Damn you, One Bus Away! I don't know why it registers the phantom buses, those buses that it shows are at your stop.....NOW! and then immediately shows it is now a minute, two minutes past your stop with no bus either coming OR going in either direction. I know I should get to my stop 10, 15 minutes before the app says, but that means that, should that bus arrive, I get to my connecting bus 20 minutes before that one leaves and then I get to work way too early. As it is, if I can actually FIND a bus at my stop when I used to catch it, I get to work half an hour earlier than my shift. Granted, it is a bookstore and there is coffee, but it's still work.
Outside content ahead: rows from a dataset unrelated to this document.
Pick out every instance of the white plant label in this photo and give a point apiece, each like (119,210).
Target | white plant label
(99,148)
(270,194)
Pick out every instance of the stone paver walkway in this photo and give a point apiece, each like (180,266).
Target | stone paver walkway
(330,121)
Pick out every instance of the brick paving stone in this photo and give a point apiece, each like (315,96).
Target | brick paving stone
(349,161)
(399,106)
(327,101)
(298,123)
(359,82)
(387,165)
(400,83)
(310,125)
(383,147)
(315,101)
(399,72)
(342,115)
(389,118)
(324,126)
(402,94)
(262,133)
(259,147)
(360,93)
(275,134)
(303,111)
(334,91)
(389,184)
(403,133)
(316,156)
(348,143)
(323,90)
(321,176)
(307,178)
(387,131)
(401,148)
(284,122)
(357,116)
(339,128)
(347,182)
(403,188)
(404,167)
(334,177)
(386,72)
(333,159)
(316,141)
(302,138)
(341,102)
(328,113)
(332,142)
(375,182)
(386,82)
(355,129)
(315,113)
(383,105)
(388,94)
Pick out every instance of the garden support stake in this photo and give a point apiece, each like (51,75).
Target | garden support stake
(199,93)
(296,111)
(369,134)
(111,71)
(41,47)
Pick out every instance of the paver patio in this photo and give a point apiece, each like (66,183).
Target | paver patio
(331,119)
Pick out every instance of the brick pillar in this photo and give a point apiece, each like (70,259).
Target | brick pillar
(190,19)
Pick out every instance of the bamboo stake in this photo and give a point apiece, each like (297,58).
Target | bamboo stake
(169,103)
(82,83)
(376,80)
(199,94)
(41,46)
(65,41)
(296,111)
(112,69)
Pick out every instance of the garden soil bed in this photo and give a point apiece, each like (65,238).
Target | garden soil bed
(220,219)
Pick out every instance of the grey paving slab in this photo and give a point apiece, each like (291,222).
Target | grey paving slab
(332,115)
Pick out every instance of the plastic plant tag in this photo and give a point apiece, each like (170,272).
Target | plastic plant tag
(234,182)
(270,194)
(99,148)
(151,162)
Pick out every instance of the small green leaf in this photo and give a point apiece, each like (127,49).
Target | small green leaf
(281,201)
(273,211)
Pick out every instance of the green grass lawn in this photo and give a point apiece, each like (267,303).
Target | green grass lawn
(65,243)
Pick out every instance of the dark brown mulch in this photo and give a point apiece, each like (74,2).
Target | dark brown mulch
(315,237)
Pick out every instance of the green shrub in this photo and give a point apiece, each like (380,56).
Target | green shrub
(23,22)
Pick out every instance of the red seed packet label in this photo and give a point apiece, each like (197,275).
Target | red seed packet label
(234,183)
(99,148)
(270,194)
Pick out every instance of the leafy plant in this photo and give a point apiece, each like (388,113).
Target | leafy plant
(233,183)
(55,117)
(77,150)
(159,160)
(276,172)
The truly unfortunate thing is that if I miss that one bus that puts me at the connector at 8:00, I can either arrive at work late by 15 minutes, or I drive. I have been trying not to drive every day - I have a really old Jeep - and I was so looking forward to the half hour reading time. Today I drive.
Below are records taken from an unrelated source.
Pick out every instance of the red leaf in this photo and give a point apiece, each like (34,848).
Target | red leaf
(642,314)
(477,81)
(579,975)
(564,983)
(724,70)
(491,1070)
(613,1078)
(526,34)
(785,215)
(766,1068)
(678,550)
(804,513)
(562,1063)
Yes, I finally got past last week's doldrums and I am really unhappy that I am not reading on the bus right now. I picked up two books out of the galleys at my desk yesterday and I can't decide which one I should read first, I've started both and both are hard to put down. Ashes, Ashes, by Jo Treggiari, takes place in New York City, just after smallpox has wiped out most of the population and there are now two seasons: wet and drought.
Our hero is 16-year old Lucy, the last of her family, and we meet her as she is trying to get inside a turtle to get to the meat. She is alone, living in a willow hut, and is either dehydrated or trying not to drown in the downpours, when she is treed by feral dogs (one is a terrier, whining at the trunk of the tree), saved by a boy she's never seen before. Sounds good, doesn't it? and that was only the first 25 pages!
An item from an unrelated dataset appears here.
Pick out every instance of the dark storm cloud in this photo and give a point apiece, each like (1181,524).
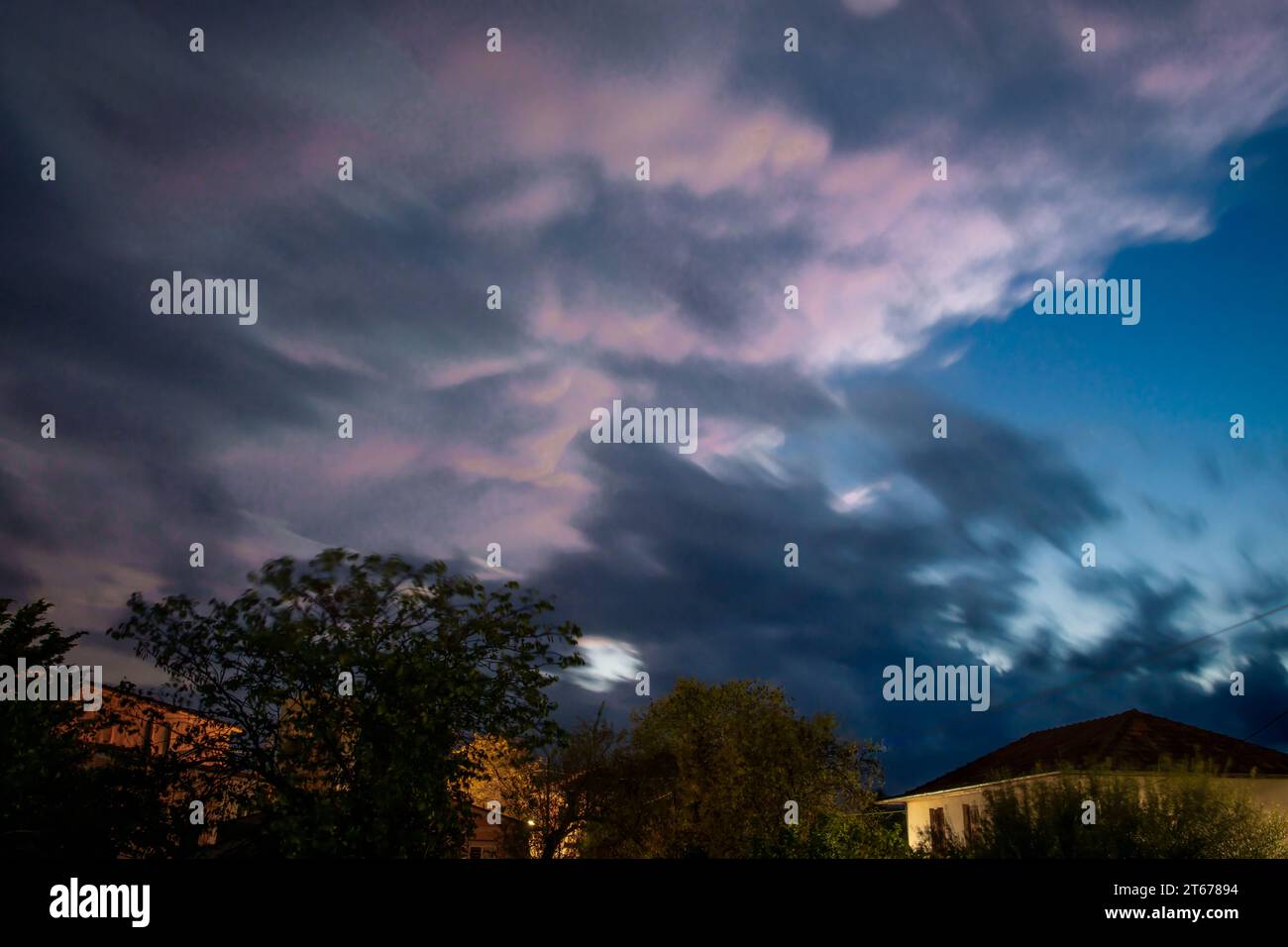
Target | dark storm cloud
(472,421)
Then, I started to read The Mostly True Story of Jack, by Kelly Barnhill, before going to sleep last night and woke up looking for it to read at breakfast. This one is about a boy named Jack whose parents have broken up and he is being dropped at his Aunt and Uncle's house in Iowa until things shake out. Oh, he doesn't want to be there. Home isn't much better, no one really seems to see him or care about him, but it's home. So far, there is a whispered discussion of something unraveling and his aunt and uncle actually care that he is with them. It's the kind of book that has a lot of reveal to do - things will come slowly clear and it compels the reader to keep turning the pages to find out what's next.
I'm taking them both with me and I think I'm edging toward Jack, first.